I was a vocal atheist and thought everybody who believed in anything like that was totally stupid. Not saying I am religious now because I'm not, but I was such a closed minded person about stuff like that.
Psychedelics showed me the potential for love. Both for myself and others. It opened me up to seeing how consciousness and existence is so much more than I ever thought it was and it showed me how to see the world a lot differently than I currently was. Also showed me just how fucking insanely beautiful and wonderful everything truly is.
I lose sight of it all the time, but deep down those experiences are still with me.
6. Sweets and vegetables
I had been eating peanut butter and jelly sandwiches for about a month straight. I was in college. These things happen. Anyway, I had a little bit of cash put together, so a buddy and I went to TGIFriday's. The waiter came, and as I was ordering my food, for some reason, inexplicably, I had to have a salad. My friend looked at me like I had grown a second head. He demanded explanations. There were none.
So I ate the salad. Literal chills started racing up and down my spine. It was like a religious experience.
So, I told my friend to order a salad. He was understandably concerned at this point. Why was this important all of a sudden? What's the deal with the salad? I said, "Order. A. Salad."
We still talk about it sometimes. That was 15 years ago.
Uh... so, the moral of the story is don't eat so many sweets and vegetables are a required part of your diet.
7. Being thankful
I traveled a lot early in my career. I spent a lot of time in quite a few poor countries.

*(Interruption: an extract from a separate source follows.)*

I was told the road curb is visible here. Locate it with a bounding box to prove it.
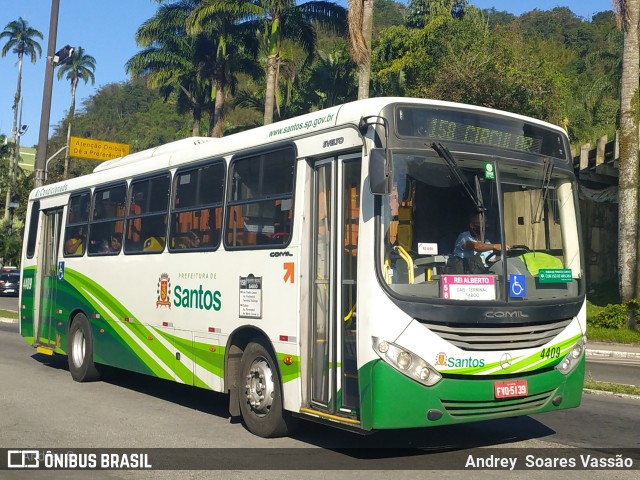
[586,348,640,361]
[0,317,17,324]
[584,388,640,400]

The worst was Haiti. I worked near a poor area. People would beg and beg for the scrap lumber from our shipping crates to build their houses. When they built a house, it was about the size of the walk-in closet in the first home my wife and I bought. They would get their water from a community well. The water that came from the well looked more like someone stomped around in a mud puddle along the side of the road and took a glass of the resulting brown water to drink. My driver explained to us how the poor ate dirt. There was bad dirt to eat and good dirt to eat (I never asked what made dirt bad or good to eat). They explained they would add some fat and make like a small pancake and eat it.
I went to Haiti 6 times in my life to work. The poverty and corruption was like nothing I had ever seen before or really since.
Ever since then, I have never complained. I have a nice house. Nothing extravagant, but it is a nice house. I have money to put food on the table. I have multiple grocery stores within a 10 minute drive from me and I can buy anything I want to eat. I have a job that pays well and I enjoy working at.
I don't let the inconveniences of life bring me down. If I feel sorry for myself about something, I remember the really poor people I have come across in my travels (as opposed to what I call American poor) and I am instantly thankful for what I have.